In effect, the bill would provide some uniform treatment standards across the state. Small counties generally have far fewer resources to treat an epidemic that has hit rural and small-town Ohio as hard as, or harder than, it has struck urban areas.

In 2011, the latest year for which state figures are available, 1,154 Ohioans — more than three a day — died from an overdose of heroin or other opioids, an increase of nearly 50 percent from two years earlier. In northwest Ohio, heroin-related deaths more than doubled last year — to 80, from 31 in 2012.

As Ohio’s opioid epidemic shifts from prescription painkillers to heroin, effective treatment will become even more essential. A front-page column in today’s Blade by Deputy Editorial Page Editor Jeff Gerritt depicts the struggles of Lori Bryant, 39, of Toledo. They show how tough it is to beat an opiate addiction. It’s rarely done without a relapse along the way.

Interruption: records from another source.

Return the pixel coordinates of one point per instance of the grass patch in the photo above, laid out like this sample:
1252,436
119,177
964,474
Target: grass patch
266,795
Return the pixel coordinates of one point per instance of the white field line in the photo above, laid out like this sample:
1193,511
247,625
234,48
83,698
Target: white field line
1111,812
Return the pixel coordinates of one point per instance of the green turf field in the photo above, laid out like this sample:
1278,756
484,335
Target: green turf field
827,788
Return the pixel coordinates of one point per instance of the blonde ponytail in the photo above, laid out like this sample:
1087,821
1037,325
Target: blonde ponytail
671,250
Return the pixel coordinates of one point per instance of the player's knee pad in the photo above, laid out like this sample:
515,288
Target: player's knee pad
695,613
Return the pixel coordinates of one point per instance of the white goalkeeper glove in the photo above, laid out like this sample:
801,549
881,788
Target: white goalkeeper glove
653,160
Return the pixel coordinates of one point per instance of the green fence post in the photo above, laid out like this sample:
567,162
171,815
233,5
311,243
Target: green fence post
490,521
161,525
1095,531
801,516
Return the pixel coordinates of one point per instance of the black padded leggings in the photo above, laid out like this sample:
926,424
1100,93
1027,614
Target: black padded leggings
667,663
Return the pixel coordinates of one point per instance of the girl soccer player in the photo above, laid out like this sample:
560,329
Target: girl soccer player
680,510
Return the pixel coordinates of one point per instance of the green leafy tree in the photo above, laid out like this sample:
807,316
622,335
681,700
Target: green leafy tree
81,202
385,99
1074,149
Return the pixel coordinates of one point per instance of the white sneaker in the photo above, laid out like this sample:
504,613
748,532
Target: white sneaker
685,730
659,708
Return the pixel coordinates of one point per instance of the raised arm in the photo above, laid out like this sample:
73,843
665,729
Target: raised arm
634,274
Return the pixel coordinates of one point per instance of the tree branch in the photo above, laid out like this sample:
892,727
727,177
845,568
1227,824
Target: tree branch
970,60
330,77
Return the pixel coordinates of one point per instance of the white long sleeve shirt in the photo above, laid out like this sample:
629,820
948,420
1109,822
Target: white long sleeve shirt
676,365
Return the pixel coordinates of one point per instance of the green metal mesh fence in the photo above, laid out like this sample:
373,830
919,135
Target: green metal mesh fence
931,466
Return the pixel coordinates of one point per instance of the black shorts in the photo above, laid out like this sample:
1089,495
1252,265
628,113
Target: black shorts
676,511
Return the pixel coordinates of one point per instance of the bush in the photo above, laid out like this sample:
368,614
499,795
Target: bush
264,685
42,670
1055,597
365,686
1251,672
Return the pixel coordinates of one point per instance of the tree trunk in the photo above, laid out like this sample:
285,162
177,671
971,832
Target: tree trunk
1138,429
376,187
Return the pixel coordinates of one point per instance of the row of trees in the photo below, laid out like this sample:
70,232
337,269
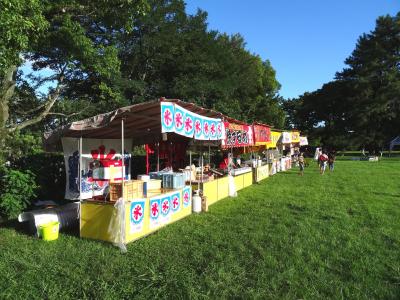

As they consider outlays for treatment, politicians, taxpayers, and voters should act as though members of their own family were addicted. Often, they are.

Like most other stereotypes, the stigma of drug addiction is dangerously distorted. In Lucas County, most victims of heroin-related overdoses were middle-aged, suffered from chronic pain, and had a history of prescription opioid abuse, said the county’s chief toxicologist, Dr. Robert Forney.

Many — perhaps most — Ohioans who have become addicted to opioids started with prescriptions painkillers for legitimate medical needs. A smaller number of them, experimenting with the drugs, at first enjoyed getting buzzed and later buried themselves in misery.

However the journey started, at some point addiction undermined the user’s will and made the notion of free choice practically irrelevant. Drug addiction is a disease. It should be treated with the same urgency, and compassion, as cancer or diabetes.

Drug treatment is a wise investment not only in reducing long-term health-care costs and improving people’s productivity, but also in lowering the enormous costs of crime and violence associated with drug abuse. Treating the disease of addiction is the right thing to do — a moral imperative that any decent community, or state, should meet.